Flattau (bitter ironisch)
Natürlich, jetzt müssen Sie gehen.

Dela (ängstlich)
Ich versichere Ihnen, ich muß wirklich. –

Flattau
Aber natürlich! Aber gewiß! Ich halte Sie ja auch gar nicht . . . (Ausbrechend) Und für diese Stunde habe ich gelebt!

Dela
Wie meinen Sie? 130

Flattau
Für diese Schäferstunde – für diesen Jour zu zweien. (Auf und ab.)

Dela
Ich begreife nicht. –

Flattau
Durch hundert Gesellschaften bin ich Ihnen nachgegangen, über fünfzig Jours hab ich mitgemacht, mit fünfhundert Menschen, die ich mein Lebtag nicht mehr loswerden werde, bin ich bekannt geworden, – ganz blöd bin ich geworden vor Geselligkeit – nur um dieser einzigen einsamen Stunde willen, die mir in der Ferne winkte.
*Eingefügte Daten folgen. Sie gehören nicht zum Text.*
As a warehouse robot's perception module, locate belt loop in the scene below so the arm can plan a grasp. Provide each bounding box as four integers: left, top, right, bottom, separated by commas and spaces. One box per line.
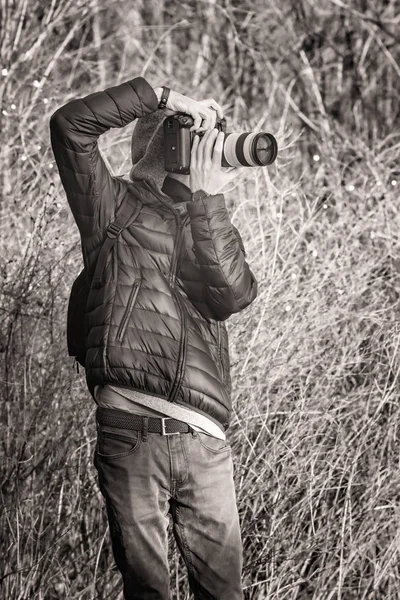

Ich liebte Sie, und ich wollte Sie für mich allein haben, einmal, eine Stunde lang. –

Dela
Na, und war ich nicht da?

Flattau
Ja, Sie waren da. Aber die Mimi und die Daisy und der junge Breitenstein und der Bobbie Fischer sind uneingeladen mitgekommen und haben uns die ganze Zeit Gesellschaft geleistet. Die Gesellschaft, in der Sie jahrein, jahraus leben, hat Sie herbegleitet und geht mit Ihnen wieder fort . . . Die einsame Stunde bleibt ein Traum . . . Ich habe Ihre Wange gestreift, mich an Ihrer Nadel gestochen, und Sie haben mir ein bißchen vom Bärenweib im Panoptikum erzählt. Das ist die mondäne Liebe . . . 131

Dela
Mir scheint, Sie wollen mir eine Szene machen. – Da geh ich lieber. – Adieu.

Flattau (schreiend)
Warum sind Sie denn überhaupt gekommen?

Dela
Ich weiß es nicht. (Will gehen.)

Flattau
Antworten Sie. Ich lasse Sie nicht eher fort. Warum sind Sie gekommen?

Dela (weinerlich)
Aber ich weiß es wirklich nicht. Vielleicht, weil Sie mich neulich in der Oper so lieb angeschaut haben. Oder, weil ich gestern einen Liebesbrief in der Tasche meines Mannes fand. Oder weil ich mich langweilte . . . Was weiß denn ich? Auf einmal – auf einmal war ich da, in diesem häßlichen Zimmer. (Sieht sich um.) Aber jetzt muß ich wieder gehen, es ist die höchste Zeit.

Flattau (wütend)
Nein, Sie werden nicht gehen. (Faßt sie an den Handgelenken.)

Dela
Lassen Sie los! Sie ruinieren mir meine Glacés.

Flattau
Das ist mir gleich!

Dela
Aber mir nicht. (Sie reißt sich los.) Was 132 unterstehen Sie sich überhaupt? Ich bin kein Stubenmädel.

Flattau
Nein, das sind Sie nicht! Denn ein Stubenmädel hat einen Zweck auf der Welt. Sie aber haben – keinen.

Dela
Immer schöner. (Schon wieder vor dem Spiegel.) Und wie ich nur ausschau . . . Die Olga wird glauben, Gott weiß was . . . (Ihren Hut richtend) Wenn sie noch wenigstens einen dreiteiligen Toilettespiegel hätten! . . . Aber da ist ja nicht einmal ein Handspiegel, keine Haarnadel, kein Kamm, gar nichts . . . (Zu ihm zurückkehrend) Sitzt mein Hut gerade?

Flattau (schreit)
Ich weiß es nicht!

Dela (zurückweichend)
Schrecklich . . . Und mit Ihnen soll ich meinen Mann betrügen? – Möcht wissen! (Entrüstet ab.)